Basic principles of our work

1. We aim to support informed decisions, NOT to give recommendations

The main goal of all of our work is to support informed decision making at all levels of the health care service: decisions concerning the systems (e.g. how to organise, govern, finance and implement health care), decisions about preventive services, and decisions about collective and individual clinical care.

Being informed means having access to reliable evidence, for instance about “what works” (what are the important benefits and harms of the interventions under consideration, and how reliable is that evidence?). It may also mean having access to what different options might cost, or how feasible they are to implement, or how acceptable they are to the people delivering or receiving them. Being informed also means knowing when reliable evidence is lacking.

But decisions do not necessarily flow directly from evidence alone. Value judgments are always involved, and information from other sources may also play an important part.

For instance, one person may choose to not undergo a particular surgical intervention, because she considers the risk for harm too high compared with the potential benefit the surgery represents for her. In addition, she may consider the weeks of follow up therapy as a heavy burden, due to her life situation. Another patient might make different choices based on the exact same information. For this reason, evidence presentation must remain neutral, so that decision makers can add their own value judgments to the available evidence and information.

Our goal is to support decision makers at all levels (policy makers, health professionals, and consumers) in making decisions - for themselves or for others - that are well informed by the available research evidence. This means that we strive to make the evidence understandable, transparent and accessible for decision making contexts.

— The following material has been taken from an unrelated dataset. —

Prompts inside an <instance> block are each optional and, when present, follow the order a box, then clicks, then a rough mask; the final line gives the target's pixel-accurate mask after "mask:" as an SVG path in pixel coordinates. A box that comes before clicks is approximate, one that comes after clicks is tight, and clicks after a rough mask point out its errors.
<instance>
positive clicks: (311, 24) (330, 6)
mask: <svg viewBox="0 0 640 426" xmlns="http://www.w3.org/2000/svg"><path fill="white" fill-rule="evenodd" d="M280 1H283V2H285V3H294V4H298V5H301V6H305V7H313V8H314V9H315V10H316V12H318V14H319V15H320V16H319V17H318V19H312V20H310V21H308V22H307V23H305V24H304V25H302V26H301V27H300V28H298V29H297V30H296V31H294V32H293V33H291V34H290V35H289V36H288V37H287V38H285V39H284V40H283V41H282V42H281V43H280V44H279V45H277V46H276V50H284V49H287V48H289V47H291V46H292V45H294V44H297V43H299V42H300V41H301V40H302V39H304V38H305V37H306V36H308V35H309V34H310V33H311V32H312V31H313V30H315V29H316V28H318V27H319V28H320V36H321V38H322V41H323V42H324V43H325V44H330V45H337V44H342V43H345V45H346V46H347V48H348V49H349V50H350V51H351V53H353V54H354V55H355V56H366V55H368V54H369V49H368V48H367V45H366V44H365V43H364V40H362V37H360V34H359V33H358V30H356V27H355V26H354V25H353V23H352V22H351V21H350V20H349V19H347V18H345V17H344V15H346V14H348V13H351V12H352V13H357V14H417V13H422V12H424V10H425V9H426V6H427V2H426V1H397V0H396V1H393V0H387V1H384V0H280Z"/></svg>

 2. Summary of Findings tables are a critical starting point for our products

When producing summaries for different audiences from Cochrane Reviews, we have often run into the following problems:

  • Reviews report too many outcomes, and it’s not apparent which are most important for the decision maker

  • The quality (or certainty) of the evidence is not always explicitly presented

  • Effects are presented in many different statistical formats (making them sometimes difficult to understand and often difficult to compare)

  • Sometimes the way results are reported in the Abstract are inconsistent with the presentation in the Plain Language Summary or Authors’ Conclusion.

For these reasons, we always start with a GRADE Summary of Findings table of the evidence when we are creating any other kind of summary. The Summary of Findings table presents, in a very condensed format, the effect of the intervention for the most important outcomes, including benefits and harms, as well as an evaluation of the certainty of this evidence. It also indicates where evidence for important outcomes is lacking. This provides us with a precise starting point for creating any kind of summary of the evidence – paper, web-based, video, quantitative, qualitative or visual.
 


3. We use a layered presentation approach: the “1:3:25 principle”

The 1:3:25 principle is a concept for structuring information in layers. The “1” stands for one-page of key messages, “3” for three pages of executive summary, and “25” means the entire unabridged document. One of the most robust findings from our studies – across all target groups and products - is that people appreciate this layered structure of evidence and find it very useful. The concept comes from the Canadian Health Services Research Foundation, and can be read about in more depth here.


4. When it comes to understanding research, different target groups may have similar problems

Evidence regarding health care interventions is often labeled as “For consumers” or “For health professionals”. Likewise, many of our projects are organized around developing approaches for a specific target group, such as policy makers or health professionals, or lay people. However, taking a step back and looking at the body of work as a whole, we have found that user responses don’t arrange themselves clearly into these kinds of professional/non-professional categories. In fact, when it comes to understanding scientific evidence, there seems to be much more similarity than differences across users in all these groups.

As a consequence of this, when developing an approach for presenting evidence to non-scientists, we aim to find one basic strategy that can work for educated people across all groups.


5. No product without feedback and user testing!

Most of our work involves designing things: templates, web sites, explanations and instructions. We employ a user-centered approach, which means that we try to create solutions that cater explicitly to the needs of the user. In order to achieve this, we involve both end users and other stakeholders in our development processes, and organize our work in cycles of feedback gathering and making revisions.  

Potential users of a product can be drawn into all development phases of design and testing, from listening closely to people’s needs and ideas when setting goals in the early stages, drawing on their ideas and suggestions during prototype development, and collecting feedback on sketches or prototypes to help identify and fix problem issues. One method we utilize in all projects for gathering feedback is user testing. We've put together a package of instructions and user test materials.